SafeServer error rate for first 1,000 .com domains

10/23/2000
Bennett Haselton, bennett@peacefire.org

Introduction

Using "zone files" from Network Solutions (which list all .com domains in existence), we obtained a list of the first 1,000 active ".com" domains on the Internet as of June 14, 2000. From this sample, we determined how many of these sites were blocked by SafeServer, and of those blocked sites, how many actually met SafeServer's blocking criteria. (SafeServer is the blocking program made by SmartStuff Software, better known for making the FoolProof desktop-control program that restricts access to Windows applications.)

Results

Of the first 1,000 working .com domains, 44 were blocked by SafeServer. Of these 44 blocked sites, we eliminated 15 sites that were "Under construction" pages (the list of 15 non-functioning sites is here).

Of the remaining 29 sites, 10 were errors (i.e. sites blocked by SafeServer that did not meet any of their criteria), and 19 were non-errors (i.e. sites that met SafeServer's criteria). This is an error rate of 10/29 = 34%, or roughly one site blocked incorrectly for every two blocked sites that meet SafeServer's criteria.
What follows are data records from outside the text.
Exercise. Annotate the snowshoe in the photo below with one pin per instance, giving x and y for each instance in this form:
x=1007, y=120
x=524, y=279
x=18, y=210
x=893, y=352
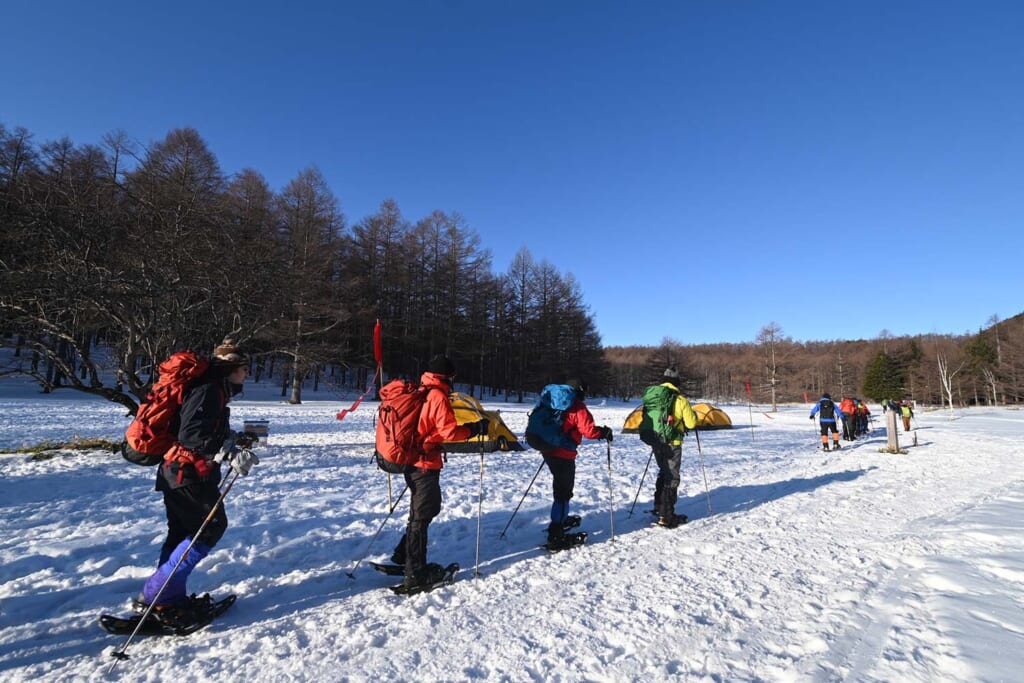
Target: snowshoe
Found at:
x=389, y=569
x=565, y=542
x=431, y=577
x=178, y=620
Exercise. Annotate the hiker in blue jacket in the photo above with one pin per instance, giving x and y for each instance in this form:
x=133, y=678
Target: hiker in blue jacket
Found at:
x=826, y=410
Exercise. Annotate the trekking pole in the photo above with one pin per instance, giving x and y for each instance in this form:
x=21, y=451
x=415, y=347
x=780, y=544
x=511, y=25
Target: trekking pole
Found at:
x=700, y=455
x=642, y=477
x=502, y=535
x=611, y=498
x=351, y=574
x=120, y=653
x=479, y=512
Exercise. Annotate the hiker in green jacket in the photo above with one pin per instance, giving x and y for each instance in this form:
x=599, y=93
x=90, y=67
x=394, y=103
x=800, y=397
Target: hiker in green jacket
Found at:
x=668, y=416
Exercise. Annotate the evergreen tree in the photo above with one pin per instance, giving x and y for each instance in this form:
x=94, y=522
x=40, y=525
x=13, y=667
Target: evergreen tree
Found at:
x=883, y=379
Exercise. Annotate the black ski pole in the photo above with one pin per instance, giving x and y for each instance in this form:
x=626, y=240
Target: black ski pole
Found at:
x=642, y=477
x=479, y=511
x=351, y=573
x=611, y=497
x=502, y=535
x=121, y=653
x=700, y=455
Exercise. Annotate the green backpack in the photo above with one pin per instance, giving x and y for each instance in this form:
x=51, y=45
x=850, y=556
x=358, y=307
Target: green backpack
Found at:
x=657, y=403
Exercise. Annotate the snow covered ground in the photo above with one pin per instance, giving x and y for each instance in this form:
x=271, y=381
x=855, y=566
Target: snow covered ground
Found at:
x=809, y=566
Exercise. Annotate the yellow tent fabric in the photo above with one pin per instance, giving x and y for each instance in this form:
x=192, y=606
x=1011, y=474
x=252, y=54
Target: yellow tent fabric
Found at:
x=468, y=409
x=709, y=417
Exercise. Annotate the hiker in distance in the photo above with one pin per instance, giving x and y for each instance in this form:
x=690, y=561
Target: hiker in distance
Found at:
x=559, y=450
x=906, y=412
x=189, y=476
x=436, y=425
x=667, y=417
x=826, y=412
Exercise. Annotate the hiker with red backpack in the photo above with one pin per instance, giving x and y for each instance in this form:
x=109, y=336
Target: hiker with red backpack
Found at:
x=189, y=475
x=435, y=425
x=667, y=417
x=570, y=422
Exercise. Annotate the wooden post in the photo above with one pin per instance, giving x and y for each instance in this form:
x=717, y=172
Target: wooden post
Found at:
x=892, y=432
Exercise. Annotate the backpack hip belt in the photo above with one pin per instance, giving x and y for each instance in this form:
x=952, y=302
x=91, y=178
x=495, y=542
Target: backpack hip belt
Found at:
x=182, y=456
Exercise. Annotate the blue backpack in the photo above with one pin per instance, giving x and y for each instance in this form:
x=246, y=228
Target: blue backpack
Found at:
x=544, y=429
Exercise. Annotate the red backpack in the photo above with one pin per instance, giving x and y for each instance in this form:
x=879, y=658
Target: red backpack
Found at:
x=151, y=435
x=397, y=439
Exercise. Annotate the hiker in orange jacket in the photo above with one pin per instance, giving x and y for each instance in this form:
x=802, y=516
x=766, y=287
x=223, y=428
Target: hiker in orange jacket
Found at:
x=436, y=425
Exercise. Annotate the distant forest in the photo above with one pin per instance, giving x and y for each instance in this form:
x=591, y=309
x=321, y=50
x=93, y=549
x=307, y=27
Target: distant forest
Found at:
x=114, y=255
x=983, y=369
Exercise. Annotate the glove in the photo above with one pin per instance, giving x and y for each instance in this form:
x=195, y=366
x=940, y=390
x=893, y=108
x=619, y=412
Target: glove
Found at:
x=478, y=427
x=244, y=461
x=203, y=469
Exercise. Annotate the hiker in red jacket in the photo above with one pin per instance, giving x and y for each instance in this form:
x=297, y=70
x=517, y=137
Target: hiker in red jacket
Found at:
x=848, y=409
x=436, y=425
x=578, y=424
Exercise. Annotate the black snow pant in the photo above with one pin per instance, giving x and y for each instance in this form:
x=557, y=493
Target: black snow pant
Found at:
x=669, y=459
x=562, y=482
x=424, y=505
x=187, y=508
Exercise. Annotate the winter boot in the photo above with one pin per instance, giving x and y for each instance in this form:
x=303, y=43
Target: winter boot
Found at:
x=672, y=520
x=426, y=575
x=174, y=588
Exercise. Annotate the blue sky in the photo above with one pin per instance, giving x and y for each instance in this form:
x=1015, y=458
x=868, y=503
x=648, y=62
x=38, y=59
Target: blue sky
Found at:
x=702, y=168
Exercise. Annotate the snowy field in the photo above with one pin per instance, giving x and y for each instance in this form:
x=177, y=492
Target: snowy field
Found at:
x=851, y=565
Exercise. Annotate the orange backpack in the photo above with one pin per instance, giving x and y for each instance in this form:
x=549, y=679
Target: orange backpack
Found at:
x=397, y=439
x=151, y=435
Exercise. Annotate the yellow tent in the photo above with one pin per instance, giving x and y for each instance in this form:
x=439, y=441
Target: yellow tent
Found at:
x=709, y=417
x=468, y=409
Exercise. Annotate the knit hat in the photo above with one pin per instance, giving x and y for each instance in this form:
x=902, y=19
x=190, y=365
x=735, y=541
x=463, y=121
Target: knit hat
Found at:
x=441, y=365
x=579, y=385
x=229, y=354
Error rate for domains: 34% One site blocked incorrectly for about every two blocked sites that meet SafeServer's criteria.
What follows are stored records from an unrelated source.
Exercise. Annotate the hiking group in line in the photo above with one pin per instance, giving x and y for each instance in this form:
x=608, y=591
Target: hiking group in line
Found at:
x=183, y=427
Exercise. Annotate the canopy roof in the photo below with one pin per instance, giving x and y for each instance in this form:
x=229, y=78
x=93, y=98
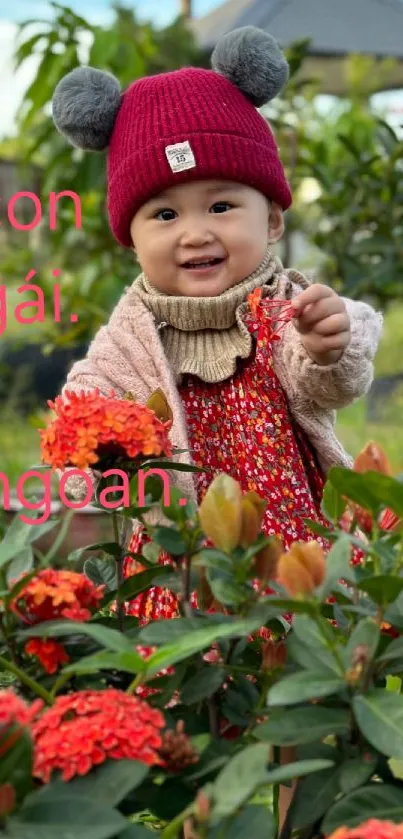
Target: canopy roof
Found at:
x=336, y=29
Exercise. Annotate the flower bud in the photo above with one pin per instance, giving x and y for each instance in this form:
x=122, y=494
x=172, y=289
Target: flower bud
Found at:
x=266, y=561
x=220, y=512
x=274, y=655
x=302, y=569
x=7, y=799
x=202, y=807
x=252, y=510
x=372, y=459
x=159, y=404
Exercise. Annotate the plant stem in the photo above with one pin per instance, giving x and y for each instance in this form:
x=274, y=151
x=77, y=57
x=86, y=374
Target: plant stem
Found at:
x=213, y=718
x=135, y=683
x=8, y=642
x=120, y=538
x=185, y=587
x=26, y=680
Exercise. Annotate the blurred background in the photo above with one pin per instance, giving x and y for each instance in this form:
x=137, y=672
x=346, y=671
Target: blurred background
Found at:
x=339, y=128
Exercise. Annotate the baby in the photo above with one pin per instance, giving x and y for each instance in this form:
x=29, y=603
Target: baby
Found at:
x=197, y=189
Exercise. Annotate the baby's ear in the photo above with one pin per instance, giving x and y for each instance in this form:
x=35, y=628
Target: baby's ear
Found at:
x=276, y=223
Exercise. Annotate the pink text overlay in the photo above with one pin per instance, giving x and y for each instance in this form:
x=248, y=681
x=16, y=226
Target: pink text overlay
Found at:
x=45, y=502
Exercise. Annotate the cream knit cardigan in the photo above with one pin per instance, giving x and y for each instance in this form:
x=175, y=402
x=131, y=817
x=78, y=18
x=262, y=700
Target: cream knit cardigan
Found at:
x=127, y=355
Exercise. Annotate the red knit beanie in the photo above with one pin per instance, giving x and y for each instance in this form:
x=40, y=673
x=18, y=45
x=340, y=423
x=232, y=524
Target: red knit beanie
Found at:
x=181, y=126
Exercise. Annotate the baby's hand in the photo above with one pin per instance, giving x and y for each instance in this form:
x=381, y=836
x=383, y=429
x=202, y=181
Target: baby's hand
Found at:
x=321, y=318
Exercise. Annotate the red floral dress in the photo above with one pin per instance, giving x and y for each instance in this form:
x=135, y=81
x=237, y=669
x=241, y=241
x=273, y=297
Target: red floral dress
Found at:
x=243, y=426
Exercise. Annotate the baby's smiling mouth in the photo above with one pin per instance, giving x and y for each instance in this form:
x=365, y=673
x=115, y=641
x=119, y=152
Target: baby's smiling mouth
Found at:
x=202, y=264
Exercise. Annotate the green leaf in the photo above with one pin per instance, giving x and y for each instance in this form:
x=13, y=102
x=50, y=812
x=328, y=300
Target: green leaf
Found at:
x=313, y=797
x=254, y=821
x=307, y=634
x=16, y=765
x=393, y=651
x=357, y=771
x=375, y=801
x=65, y=817
x=163, y=631
x=19, y=536
x=238, y=780
x=109, y=638
x=333, y=504
x=109, y=783
x=102, y=572
x=136, y=831
x=226, y=590
x=312, y=684
x=356, y=487
x=21, y=564
x=248, y=770
x=383, y=589
x=203, y=684
x=338, y=565
x=169, y=539
x=387, y=490
x=379, y=715
x=126, y=662
x=202, y=638
x=366, y=634
x=303, y=725
x=297, y=770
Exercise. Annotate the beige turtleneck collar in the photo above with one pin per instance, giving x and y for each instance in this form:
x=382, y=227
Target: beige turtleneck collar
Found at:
x=205, y=335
The method by which SafeServer determines whether to block a site is described by SmartStuff software at:
http://www.smartstuff.com/products/fpi/fpiserverfaq.html#DCE:

SafeServer features iCRT: a leading-edge technology based on artificial intelligence and pattern recognition technologies. The technology is trained to detect English-language pornography. SafeServer evaluates each incoming web page for inappropriate material. If the page is unacceptable, the browser displays a block page explaining why the page was refused and suggesting alternative sites.

Filtering categories include: Hate, Pornography, Gambling, Weapons, Drugs, Job Search and Stock Trading.
Thus, unlike most blocking programs, SafeServer does not come with a built-in list of "bad sites"; it examines each site as it is downloaded.
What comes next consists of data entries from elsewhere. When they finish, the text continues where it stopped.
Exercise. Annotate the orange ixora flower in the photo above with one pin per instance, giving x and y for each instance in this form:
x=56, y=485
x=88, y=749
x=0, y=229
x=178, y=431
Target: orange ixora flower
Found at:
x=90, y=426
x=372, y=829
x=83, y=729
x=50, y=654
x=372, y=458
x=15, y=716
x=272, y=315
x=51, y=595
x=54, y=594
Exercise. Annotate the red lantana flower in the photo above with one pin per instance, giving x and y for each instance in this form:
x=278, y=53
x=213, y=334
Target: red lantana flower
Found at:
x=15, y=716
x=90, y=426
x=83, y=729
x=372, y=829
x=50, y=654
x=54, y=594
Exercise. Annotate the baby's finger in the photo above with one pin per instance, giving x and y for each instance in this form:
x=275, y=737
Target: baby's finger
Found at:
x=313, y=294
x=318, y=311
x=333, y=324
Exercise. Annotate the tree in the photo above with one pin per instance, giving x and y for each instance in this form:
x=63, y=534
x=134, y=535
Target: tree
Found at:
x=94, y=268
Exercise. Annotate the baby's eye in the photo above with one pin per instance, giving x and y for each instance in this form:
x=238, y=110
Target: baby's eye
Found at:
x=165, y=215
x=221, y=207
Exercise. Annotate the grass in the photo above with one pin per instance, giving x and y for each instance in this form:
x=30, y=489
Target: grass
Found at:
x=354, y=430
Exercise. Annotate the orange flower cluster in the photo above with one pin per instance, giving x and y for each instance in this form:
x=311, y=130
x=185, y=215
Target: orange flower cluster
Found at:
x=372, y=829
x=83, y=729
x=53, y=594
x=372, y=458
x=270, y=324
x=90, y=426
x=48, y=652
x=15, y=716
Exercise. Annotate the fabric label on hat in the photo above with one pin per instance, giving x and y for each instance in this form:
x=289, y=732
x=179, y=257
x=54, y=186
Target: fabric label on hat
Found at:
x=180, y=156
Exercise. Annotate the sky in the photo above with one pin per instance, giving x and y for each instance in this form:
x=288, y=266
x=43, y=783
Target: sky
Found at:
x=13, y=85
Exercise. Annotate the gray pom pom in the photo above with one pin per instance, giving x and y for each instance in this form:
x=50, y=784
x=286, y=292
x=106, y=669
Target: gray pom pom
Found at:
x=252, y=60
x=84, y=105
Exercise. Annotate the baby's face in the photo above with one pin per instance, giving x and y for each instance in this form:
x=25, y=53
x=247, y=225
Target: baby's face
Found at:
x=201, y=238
There were no blocked sites that we considered to be "borderline" cases, e.g. non-pornographic black-and-white nude photography sites. The sites in this sample were either pornographic sites (e.g. http://a-1blowjobs.com), or met the criteria for one of the other SafeServer blocking categories (http://a-blackjack-club.com/), or completely innocuous sites (e.g. http://a-1autowrecking.com/).

We considered the following blocked sites to be "errors":
http://a-1autowrecking.com/
http://a-1coffee.com/
http://a-1security.com/
http://a-1upgrades.com/
http://a-2-r.com/
http://a-abacomputers.com/
http://a-artisticimages.com/
http://a-baby.com/
http://a-build.com/
http://a-c-r.com/

We considered the following blocked sites to be "non-errors":
http://a-1-sex.com/
http://a-1blowjobs.com/
http://a-1casino.com/
http://a-1firearms.com/
http://a-1service.com/
http://a-1sex.com/
http://a-1sexsites.com/
http://a-1sextoys.com/
http://a-1sportsadvisor.com/
http://a-a-asexpics.com/
http://a-amateurs.com/
http://a-anal-sex.com/
http://a-anal.com/
http://a-ass.com/
http://a-big-boobs.com/
http://a-big-tits.com/
http://a-bikini.com/
http://a-blackjack-club.com/
http://a-blackjack-gambling.com/
http://a-bondage-site.com/

Setup

We obtained these results with a SafeServer proxy used by a high school (the school is not named in this report, to protect the identity of the student who assisted in the research). The list of blocked sites was current as of October 2000. Only the "Hate", "Pornography", "Gambling", "Weapons" and "Drugs" categories were enabled.

How the list of 1,000 domains was constructed

We started with zone files from Network Solutions listing all .com domains in alphabetical order. Michael Sims supplied the first 10,000 domains in alphabetical order from that list, after eliminating sites at the top whose names started mostly with all "-" dashes. (A disproportionate number of these were pornographic sites that chose their domain name solely in order to show up at the top of an alphabetical listing, so a sample that included these sites would not be a representative cross-section.)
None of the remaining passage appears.